The sanctions weapon was a part of the 2015 nuclear deal. Even though it has been reduced to being on life support, it still has a provision that allows the US or the E3 to snap back full global sanctions on Tehran with no chance for a veto by Russia or China.
At the same time, invoking the snapback sanctions could lead Iran to take more aggressive moves with its nuclear program in retaliation.
In November, Iranian Foreign Minister Abbas Araghchi explicitly said his country could decide to cross the 90%-weaponized-uranium threshold or even cross the entire nuclear-weapons threshold if the West tried to use the snapback mechanism against it.
And this might be no idle threat.
When the IAEA condemned Iran in June, Tehran increased its uranium-enrichment program, and it did so again after the November 22 condemnation.
IN FACT, since Trump pulled the US out of the nuclear deal and reimposed American sanctions in 2018, Tehran has continually matched any penalty or condemnation with moving its nuclear program forward.
It is exactly for this reason that the E3 and the outgoing Biden administration have been reluctant to initiate a showdown with Iran any sooner than the October 2025 expiration date might require.
But this dynamic may have changed lately.
Israel’s attack on 20 Iranian sites on October 26 (following the ayatollahs’ attack on the Jewish state on October 1) both disabled the country’s defenses of its nuclear facilities and destroyed one of its secret weapons-group activities for potential nuclear detonation at Parchin.
Trump entering office means the ayatollahs face an impending campaign of economic and diplomatic maximum pressure and less maneuvering room than they have had under US President Joe Biden.
Some were even worried that Iran would try to break out to a nuclear weapon before the election, but The Jerusalem Post has received no indications from top Israeli defense officials that this is realistically in the works.This would seem to have pushed Iran to reach a deal with the E3 and the Biden administration before Trump takes office.
It would not bind Trump, who already exited the 2015 nuclear deal, but it would to some degree limit the effectiveness of any new pressure campaign he might try.

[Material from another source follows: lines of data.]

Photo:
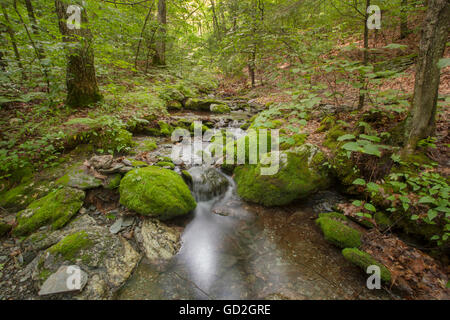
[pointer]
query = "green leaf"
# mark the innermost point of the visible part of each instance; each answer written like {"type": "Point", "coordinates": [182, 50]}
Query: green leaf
{"type": "Point", "coordinates": [427, 199]}
{"type": "Point", "coordinates": [359, 182]}
{"type": "Point", "coordinates": [371, 138]}
{"type": "Point", "coordinates": [346, 137]}
{"type": "Point", "coordinates": [370, 207]}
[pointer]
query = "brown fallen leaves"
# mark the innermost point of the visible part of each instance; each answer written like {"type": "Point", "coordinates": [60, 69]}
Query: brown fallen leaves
{"type": "Point", "coordinates": [413, 272]}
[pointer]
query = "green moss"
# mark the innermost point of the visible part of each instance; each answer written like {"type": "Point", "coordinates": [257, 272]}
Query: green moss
{"type": "Point", "coordinates": [332, 135]}
{"type": "Point", "coordinates": [198, 104]}
{"type": "Point", "coordinates": [333, 215]}
{"type": "Point", "coordinates": [149, 145]}
{"type": "Point", "coordinates": [165, 128]}
{"type": "Point", "coordinates": [70, 245]}
{"type": "Point", "coordinates": [44, 274]}
{"type": "Point", "coordinates": [4, 228]}
{"type": "Point", "coordinates": [156, 192]}
{"type": "Point", "coordinates": [113, 141]}
{"type": "Point", "coordinates": [326, 124]}
{"type": "Point", "coordinates": [138, 164]}
{"type": "Point", "coordinates": [220, 108]}
{"type": "Point", "coordinates": [299, 175]}
{"type": "Point", "coordinates": [174, 105]}
{"type": "Point", "coordinates": [56, 208]}
{"type": "Point", "coordinates": [344, 169]}
{"type": "Point", "coordinates": [164, 164]}
{"type": "Point", "coordinates": [192, 127]}
{"type": "Point", "coordinates": [383, 221]}
{"type": "Point", "coordinates": [187, 177]}
{"type": "Point", "coordinates": [113, 181]}
{"type": "Point", "coordinates": [338, 233]}
{"type": "Point", "coordinates": [363, 260]}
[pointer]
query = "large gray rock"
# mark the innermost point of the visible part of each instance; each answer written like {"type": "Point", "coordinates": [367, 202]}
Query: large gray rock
{"type": "Point", "coordinates": [107, 259]}
{"type": "Point", "coordinates": [78, 177]}
{"type": "Point", "coordinates": [160, 242]}
{"type": "Point", "coordinates": [62, 281]}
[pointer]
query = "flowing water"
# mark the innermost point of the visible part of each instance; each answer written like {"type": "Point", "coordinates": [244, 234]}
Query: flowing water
{"type": "Point", "coordinates": [234, 250]}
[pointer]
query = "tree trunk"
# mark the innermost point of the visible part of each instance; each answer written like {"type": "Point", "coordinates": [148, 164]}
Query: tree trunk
{"type": "Point", "coordinates": [421, 122]}
{"type": "Point", "coordinates": [34, 27]}
{"type": "Point", "coordinates": [82, 87]}
{"type": "Point", "coordinates": [160, 58]}
{"type": "Point", "coordinates": [404, 31]}
{"type": "Point", "coordinates": [12, 37]}
{"type": "Point", "coordinates": [362, 95]}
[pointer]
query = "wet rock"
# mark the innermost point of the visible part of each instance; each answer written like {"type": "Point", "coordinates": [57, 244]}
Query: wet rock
{"type": "Point", "coordinates": [20, 197]}
{"type": "Point", "coordinates": [78, 177]}
{"type": "Point", "coordinates": [363, 260]}
{"type": "Point", "coordinates": [207, 183]}
{"type": "Point", "coordinates": [301, 173]}
{"type": "Point", "coordinates": [55, 209]}
{"type": "Point", "coordinates": [159, 241]}
{"type": "Point", "coordinates": [59, 282]}
{"type": "Point", "coordinates": [107, 259]}
{"type": "Point", "coordinates": [115, 168]}
{"type": "Point", "coordinates": [156, 192]}
{"type": "Point", "coordinates": [338, 233]}
{"type": "Point", "coordinates": [101, 162]}
{"type": "Point", "coordinates": [4, 227]}
{"type": "Point", "coordinates": [219, 108]}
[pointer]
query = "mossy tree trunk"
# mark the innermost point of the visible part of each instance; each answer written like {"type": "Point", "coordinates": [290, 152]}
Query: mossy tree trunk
{"type": "Point", "coordinates": [421, 122]}
{"type": "Point", "coordinates": [160, 58]}
{"type": "Point", "coordinates": [82, 87]}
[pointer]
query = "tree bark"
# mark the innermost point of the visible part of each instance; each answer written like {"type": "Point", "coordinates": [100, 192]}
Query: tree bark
{"type": "Point", "coordinates": [362, 95]}
{"type": "Point", "coordinates": [82, 87]}
{"type": "Point", "coordinates": [404, 31]}
{"type": "Point", "coordinates": [12, 37]}
{"type": "Point", "coordinates": [160, 58]}
{"type": "Point", "coordinates": [421, 122]}
{"type": "Point", "coordinates": [34, 26]}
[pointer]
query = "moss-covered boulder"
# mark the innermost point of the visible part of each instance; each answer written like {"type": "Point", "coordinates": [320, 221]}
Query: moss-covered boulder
{"type": "Point", "coordinates": [363, 260]}
{"type": "Point", "coordinates": [113, 181]}
{"type": "Point", "coordinates": [78, 177]}
{"type": "Point", "coordinates": [345, 170]}
{"type": "Point", "coordinates": [220, 108]}
{"type": "Point", "coordinates": [199, 104]}
{"type": "Point", "coordinates": [55, 209]}
{"type": "Point", "coordinates": [301, 173]}
{"type": "Point", "coordinates": [4, 228]}
{"type": "Point", "coordinates": [338, 233]}
{"type": "Point", "coordinates": [165, 128]}
{"type": "Point", "coordinates": [20, 197]}
{"type": "Point", "coordinates": [174, 105]}
{"type": "Point", "coordinates": [156, 192]}
{"type": "Point", "coordinates": [165, 164]}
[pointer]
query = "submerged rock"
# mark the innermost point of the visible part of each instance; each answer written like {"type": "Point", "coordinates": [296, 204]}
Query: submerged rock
{"type": "Point", "coordinates": [156, 192]}
{"type": "Point", "coordinates": [79, 178]}
{"type": "Point", "coordinates": [363, 260]}
{"type": "Point", "coordinates": [58, 281]}
{"type": "Point", "coordinates": [207, 183]}
{"type": "Point", "coordinates": [159, 241]}
{"type": "Point", "coordinates": [219, 108]}
{"type": "Point", "coordinates": [338, 233]}
{"type": "Point", "coordinates": [301, 173]}
{"type": "Point", "coordinates": [107, 259]}
{"type": "Point", "coordinates": [55, 209]}
{"type": "Point", "coordinates": [4, 227]}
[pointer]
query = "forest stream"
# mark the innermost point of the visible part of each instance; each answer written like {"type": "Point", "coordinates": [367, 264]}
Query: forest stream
{"type": "Point", "coordinates": [235, 250]}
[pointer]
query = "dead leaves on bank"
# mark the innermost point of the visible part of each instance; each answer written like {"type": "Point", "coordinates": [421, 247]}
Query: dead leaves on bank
{"type": "Point", "coordinates": [413, 272]}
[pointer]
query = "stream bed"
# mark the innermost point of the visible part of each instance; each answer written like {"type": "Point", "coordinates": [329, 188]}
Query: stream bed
{"type": "Point", "coordinates": [235, 250]}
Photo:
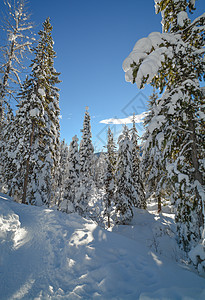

As all of this is happening, Iran is also in the process of a broader rethinking of its regional strategy, having lost Hezbollah, Hamas, and the Assad regime in Syria as three major proxies that could deter Israel from striking its nuclear program.
One sign that Tehran may try to cut a deal in the near future is that Araghchi explicitly said the regime was still open to talks even after he felt that IAEA Director-General Rafael Grossi and the E3 betrayed a small initial deal he thought had been made.
Days before the IAEA condemned Iran, Grossi revealed he had offered Tehran to avoid a condemnation if it agreed to freeze its 60% uranium enrichment and started the process of bringing back some of the nuclear inspectors it expelled in early 2023.
Tehran agreed and thought it had dodged a condemnation and already would have Trump a bit cornered with a positive diplomatic process.
It turned out that Grossi could not “deliver the goods,” and the E3 stuck to the condemnation, saying Iran would need to do more to return to a more positive standing with them.
After all of these zigzags, the Post understands that the E3 is still open to a deal with Tehran that could help them deal with Trump, and that Israel’s successful attack on Iran and Trump’s election has not brought them to be steadfastly opposed to talks or to feeling overconfident.
Rather, sources have indicated that the E3 countries are still concerned that Israel or Trump may only push Iran over the nuclear-weapons threshold.